- For scalar random effects (i.e. random effects with only one term, where the estimated parameter is a single variance value) a singular fit indeed means that the variance is zero.
- For bivariate random effects such as a random slopes term, we are estimating a 2 $\times$ 2 covariance matrix; a singular fit may manifest itself as an estimate of zero for either variance (in which case the correlation is undefined), or a correlation of +/- 1.
- For more random effects with dimension >2, a singular fit need not show up as either variances equal to zero or correlations equal to +/-1.
A definition of a singular matrix from MathWorld:
A square matrix that does not have a matrix inverse. A matrix is singular iff [if and only if] its determinant is 0.
Complex mixed-effect models (i.e., those with a large number of
variance-covariance parameters) frequently result in singular
fits, i.e. estimated variance-covariance matrices with less than
["Less than full rank" is synonymous with the definition above]
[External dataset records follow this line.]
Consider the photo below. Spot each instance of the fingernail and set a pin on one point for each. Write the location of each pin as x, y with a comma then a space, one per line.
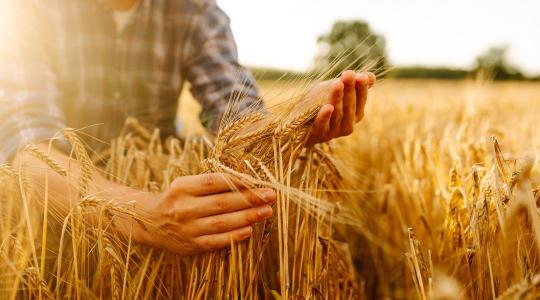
245, 232
269, 195
264, 212
363, 78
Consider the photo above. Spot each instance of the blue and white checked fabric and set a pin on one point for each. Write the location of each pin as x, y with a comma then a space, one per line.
62, 64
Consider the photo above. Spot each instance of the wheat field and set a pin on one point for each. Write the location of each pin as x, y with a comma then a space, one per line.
435, 196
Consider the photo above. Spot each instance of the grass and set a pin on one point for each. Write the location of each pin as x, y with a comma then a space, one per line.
433, 197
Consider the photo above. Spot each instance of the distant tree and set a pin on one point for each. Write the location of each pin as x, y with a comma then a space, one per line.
494, 63
351, 45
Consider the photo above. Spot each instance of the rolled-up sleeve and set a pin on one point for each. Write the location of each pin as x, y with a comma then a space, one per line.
215, 75
29, 97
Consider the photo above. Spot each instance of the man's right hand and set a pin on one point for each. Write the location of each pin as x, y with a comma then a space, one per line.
202, 213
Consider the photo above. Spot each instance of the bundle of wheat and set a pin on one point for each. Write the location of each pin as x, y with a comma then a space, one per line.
290, 255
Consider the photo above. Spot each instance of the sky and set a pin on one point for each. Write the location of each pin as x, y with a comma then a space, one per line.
283, 33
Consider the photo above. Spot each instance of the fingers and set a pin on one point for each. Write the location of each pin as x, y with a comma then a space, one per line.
363, 81
205, 184
230, 221
349, 102
223, 240
336, 99
372, 79
229, 202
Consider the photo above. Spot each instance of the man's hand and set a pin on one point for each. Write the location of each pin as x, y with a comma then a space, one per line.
344, 102
202, 213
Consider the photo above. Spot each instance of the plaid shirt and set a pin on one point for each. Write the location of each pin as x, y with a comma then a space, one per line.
62, 64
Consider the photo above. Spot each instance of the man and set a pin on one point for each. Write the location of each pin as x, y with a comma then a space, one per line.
84, 62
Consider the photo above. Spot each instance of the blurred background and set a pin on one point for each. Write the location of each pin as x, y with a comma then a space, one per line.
410, 39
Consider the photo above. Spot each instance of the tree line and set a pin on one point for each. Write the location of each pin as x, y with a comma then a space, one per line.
353, 45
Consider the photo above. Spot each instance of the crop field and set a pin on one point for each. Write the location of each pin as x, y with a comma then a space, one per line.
434, 196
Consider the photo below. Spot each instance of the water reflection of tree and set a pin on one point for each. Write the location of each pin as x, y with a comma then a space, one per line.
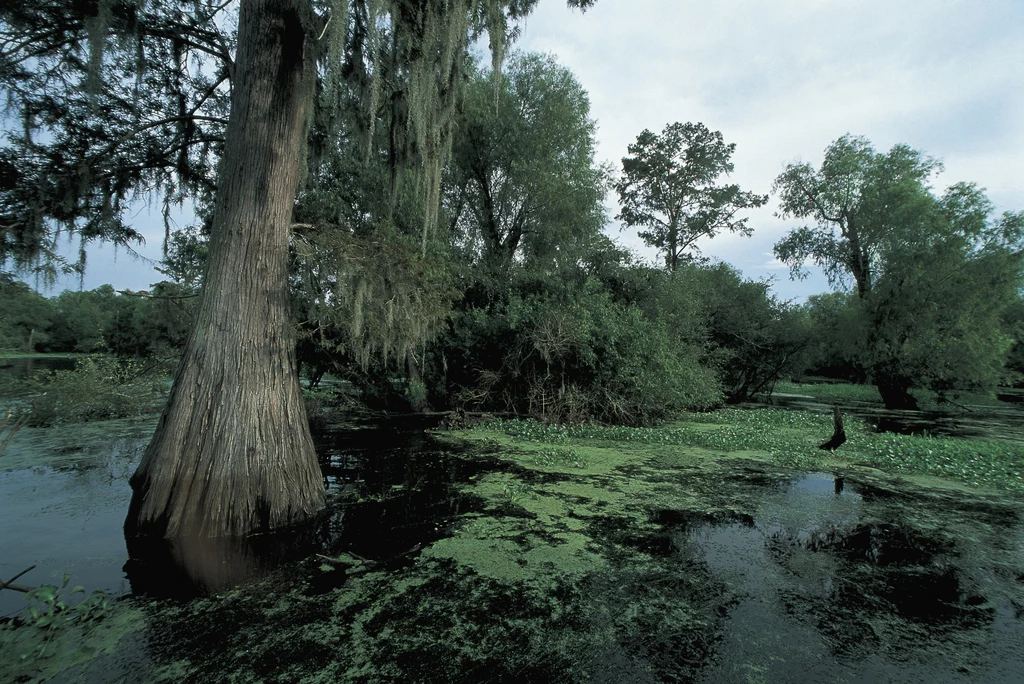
892, 588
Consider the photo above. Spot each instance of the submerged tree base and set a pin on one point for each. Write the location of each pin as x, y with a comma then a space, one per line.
617, 555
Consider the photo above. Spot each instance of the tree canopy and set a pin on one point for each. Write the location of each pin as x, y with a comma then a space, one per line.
933, 274
522, 177
669, 187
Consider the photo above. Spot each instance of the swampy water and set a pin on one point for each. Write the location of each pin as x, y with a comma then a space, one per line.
465, 558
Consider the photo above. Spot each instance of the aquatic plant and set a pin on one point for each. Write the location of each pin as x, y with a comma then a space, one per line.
48, 605
791, 437
98, 388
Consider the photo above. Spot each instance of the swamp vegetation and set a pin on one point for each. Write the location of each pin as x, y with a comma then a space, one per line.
401, 228
724, 547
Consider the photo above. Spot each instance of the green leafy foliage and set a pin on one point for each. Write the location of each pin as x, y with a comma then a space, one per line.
934, 274
668, 187
568, 351
27, 316
791, 438
522, 180
99, 388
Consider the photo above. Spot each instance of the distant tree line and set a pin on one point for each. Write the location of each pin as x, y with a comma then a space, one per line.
520, 303
142, 325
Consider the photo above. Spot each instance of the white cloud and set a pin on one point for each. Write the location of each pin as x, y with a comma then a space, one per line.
783, 79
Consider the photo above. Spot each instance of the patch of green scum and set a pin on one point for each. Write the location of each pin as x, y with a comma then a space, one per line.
785, 437
39, 654
78, 446
978, 463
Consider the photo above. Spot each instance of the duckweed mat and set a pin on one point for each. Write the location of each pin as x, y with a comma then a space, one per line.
547, 556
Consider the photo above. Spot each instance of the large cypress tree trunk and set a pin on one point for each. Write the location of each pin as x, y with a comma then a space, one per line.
232, 452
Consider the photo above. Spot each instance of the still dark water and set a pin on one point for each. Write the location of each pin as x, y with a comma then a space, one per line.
799, 580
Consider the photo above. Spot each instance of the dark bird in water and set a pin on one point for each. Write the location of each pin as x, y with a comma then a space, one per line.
839, 434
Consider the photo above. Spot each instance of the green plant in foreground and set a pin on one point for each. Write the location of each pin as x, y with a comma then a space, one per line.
514, 492
48, 608
791, 438
49, 611
98, 388
564, 458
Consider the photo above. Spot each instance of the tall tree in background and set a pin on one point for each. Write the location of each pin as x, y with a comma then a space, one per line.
933, 274
522, 176
668, 187
112, 95
861, 201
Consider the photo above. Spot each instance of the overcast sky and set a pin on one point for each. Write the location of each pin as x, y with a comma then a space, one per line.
781, 80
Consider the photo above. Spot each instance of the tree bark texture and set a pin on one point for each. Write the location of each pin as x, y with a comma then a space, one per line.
232, 453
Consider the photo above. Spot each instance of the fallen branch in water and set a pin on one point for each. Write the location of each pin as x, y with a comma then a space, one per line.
18, 588
10, 427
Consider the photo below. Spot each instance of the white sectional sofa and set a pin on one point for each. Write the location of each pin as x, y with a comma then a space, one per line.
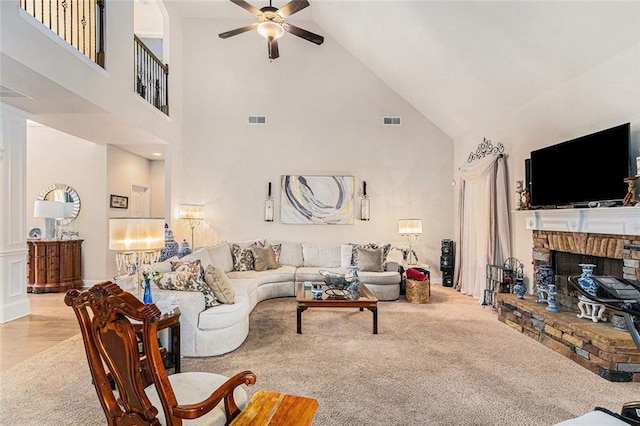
223, 328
Less technically, this means that some "dimensions" of
the variance-covariance matrix have been estimated as exactly
zero. For scalar random effects such as intercept-only models, or
2-dimensional random effects such as intercept+slope models,
singularity is relatively easy to detect because it leads to
random-effect variance estimates of (nearly) zero, or estimates of
correlations that are (almost) exactly -1 or 1. However, for more
complex models (variance-covariance matrices of dimension >=3)
singularity can be hard to detect; models can often be singular
without any of their individual variances being close to zero or
correlations being close to +/-1.
Failure to converge is a separate issue; it means the optimizer thinks it might not have found a best fit, not that the best fit didn't correspond to a singular covariance matrix.